You’re right. Our main focus will always be on the more recreational aspects of the sea, but of course we’re aware of the things going on and – however difficult – they can’t be ignored.
The sea represents both life and death – it has always played a great part in history, whether through war, migration, or a more environmental perspective. The earth’s temperature, the currents, the atmosphere, life in the sea – it all relies on the condition of our oceans. They’re determining the quality of life on earth.
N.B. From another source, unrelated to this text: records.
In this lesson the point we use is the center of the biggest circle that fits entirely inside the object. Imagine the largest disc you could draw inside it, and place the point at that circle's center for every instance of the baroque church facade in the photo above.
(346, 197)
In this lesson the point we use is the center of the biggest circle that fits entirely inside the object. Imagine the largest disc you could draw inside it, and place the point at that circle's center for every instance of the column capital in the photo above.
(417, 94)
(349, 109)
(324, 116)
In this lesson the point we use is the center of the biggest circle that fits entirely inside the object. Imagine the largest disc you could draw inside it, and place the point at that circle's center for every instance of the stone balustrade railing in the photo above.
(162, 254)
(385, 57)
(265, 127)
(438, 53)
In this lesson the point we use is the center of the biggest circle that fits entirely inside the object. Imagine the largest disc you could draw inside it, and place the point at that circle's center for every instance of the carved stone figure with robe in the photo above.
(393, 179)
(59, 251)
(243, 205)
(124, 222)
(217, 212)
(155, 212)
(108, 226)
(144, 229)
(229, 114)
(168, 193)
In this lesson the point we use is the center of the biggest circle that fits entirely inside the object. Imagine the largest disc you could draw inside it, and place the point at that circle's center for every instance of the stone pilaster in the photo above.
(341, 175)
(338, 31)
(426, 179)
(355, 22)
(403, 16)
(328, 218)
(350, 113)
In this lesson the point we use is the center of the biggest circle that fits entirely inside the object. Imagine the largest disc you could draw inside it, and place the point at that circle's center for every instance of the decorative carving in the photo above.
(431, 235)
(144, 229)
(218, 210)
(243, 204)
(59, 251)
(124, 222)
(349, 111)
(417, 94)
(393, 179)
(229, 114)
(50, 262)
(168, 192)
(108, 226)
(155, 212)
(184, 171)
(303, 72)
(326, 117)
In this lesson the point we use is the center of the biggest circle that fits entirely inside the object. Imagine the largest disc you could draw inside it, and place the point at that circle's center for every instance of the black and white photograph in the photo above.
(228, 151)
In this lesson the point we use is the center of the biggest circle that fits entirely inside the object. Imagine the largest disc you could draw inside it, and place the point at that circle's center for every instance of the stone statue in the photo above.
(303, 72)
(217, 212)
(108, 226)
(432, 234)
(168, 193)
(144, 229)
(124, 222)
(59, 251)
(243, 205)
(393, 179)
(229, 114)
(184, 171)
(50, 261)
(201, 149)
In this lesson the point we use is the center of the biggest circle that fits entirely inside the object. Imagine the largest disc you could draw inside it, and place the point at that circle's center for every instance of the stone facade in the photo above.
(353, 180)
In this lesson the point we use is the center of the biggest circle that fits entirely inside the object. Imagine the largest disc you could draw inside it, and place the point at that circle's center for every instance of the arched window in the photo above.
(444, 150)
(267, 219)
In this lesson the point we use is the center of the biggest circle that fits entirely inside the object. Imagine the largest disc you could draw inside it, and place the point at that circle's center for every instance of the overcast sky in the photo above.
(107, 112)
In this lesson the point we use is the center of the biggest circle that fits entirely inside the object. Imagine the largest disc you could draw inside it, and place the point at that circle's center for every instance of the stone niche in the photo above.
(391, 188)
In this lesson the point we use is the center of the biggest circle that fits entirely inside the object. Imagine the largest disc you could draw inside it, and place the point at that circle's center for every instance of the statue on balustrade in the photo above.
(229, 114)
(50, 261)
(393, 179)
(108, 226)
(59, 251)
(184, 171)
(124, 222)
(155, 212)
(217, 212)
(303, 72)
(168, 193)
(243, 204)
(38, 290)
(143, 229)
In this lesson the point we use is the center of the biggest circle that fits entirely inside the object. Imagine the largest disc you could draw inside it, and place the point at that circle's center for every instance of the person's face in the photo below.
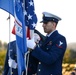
(49, 26)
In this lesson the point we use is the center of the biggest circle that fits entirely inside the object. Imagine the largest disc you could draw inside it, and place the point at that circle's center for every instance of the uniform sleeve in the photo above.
(51, 55)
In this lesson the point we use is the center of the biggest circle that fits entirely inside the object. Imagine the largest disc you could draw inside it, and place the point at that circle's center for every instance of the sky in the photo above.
(62, 8)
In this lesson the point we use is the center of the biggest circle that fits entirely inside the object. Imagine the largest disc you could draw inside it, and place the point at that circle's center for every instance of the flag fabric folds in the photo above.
(7, 5)
(20, 37)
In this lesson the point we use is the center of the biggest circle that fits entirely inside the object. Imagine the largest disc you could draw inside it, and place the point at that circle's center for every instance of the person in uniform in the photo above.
(11, 57)
(50, 53)
(10, 66)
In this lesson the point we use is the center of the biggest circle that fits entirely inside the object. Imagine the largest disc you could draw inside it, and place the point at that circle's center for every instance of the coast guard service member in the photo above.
(50, 53)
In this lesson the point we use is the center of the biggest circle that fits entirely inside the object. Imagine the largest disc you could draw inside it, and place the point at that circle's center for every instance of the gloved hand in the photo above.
(36, 38)
(31, 44)
(12, 63)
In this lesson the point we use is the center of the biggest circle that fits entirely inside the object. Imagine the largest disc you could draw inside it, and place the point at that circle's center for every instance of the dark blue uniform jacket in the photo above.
(50, 55)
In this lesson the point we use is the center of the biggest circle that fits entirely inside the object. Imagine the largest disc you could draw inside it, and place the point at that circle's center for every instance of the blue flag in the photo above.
(20, 37)
(7, 5)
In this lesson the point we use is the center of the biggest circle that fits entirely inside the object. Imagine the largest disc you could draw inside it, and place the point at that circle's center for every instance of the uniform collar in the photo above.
(48, 35)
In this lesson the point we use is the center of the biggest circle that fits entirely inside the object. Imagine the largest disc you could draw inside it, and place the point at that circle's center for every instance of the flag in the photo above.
(20, 36)
(30, 17)
(7, 5)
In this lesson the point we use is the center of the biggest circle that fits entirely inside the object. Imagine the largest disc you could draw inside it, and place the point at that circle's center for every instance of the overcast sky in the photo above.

So we need to protect the sea and keep it clean. If you go to the beach and clean up around you, not only will you leave it a better place for whoever comes after you, you’ll make a contribution to keeping the waters clean. It’s ethical and aesthetically pleasing at the same time.
And that’s also what we want Sirene to be – a beautiful object and an inspirational read that will hopefully influence just a handful of people to take better care of our oceans.
I love the little illustrations throughout – how did you settle on a visual language? And how is that informed by the sea?
The illustrations are the right balance between the coolness of a pictogram and the warmness of the handmade. We wanted Sirene to be sophisticated and elegant, but not cold. We use photography as the main feature. And we made sure to leave plenty of white space to reflect the purity and the clear horizon of the ocean. Looking out over the ocean is like therapy – no limits. The mind follows the eye.
The typography is also directly inspired by the sea. The masthead font has got tiny rounded corners making it look almost liquid. We combined that with a Latin font hinting at the historical importance of the sea.
And of course, our paper is a zero-impact stock made from recycled algae. It’s from the Italian paper mill Favini who specialise in making papers from different recycled materials.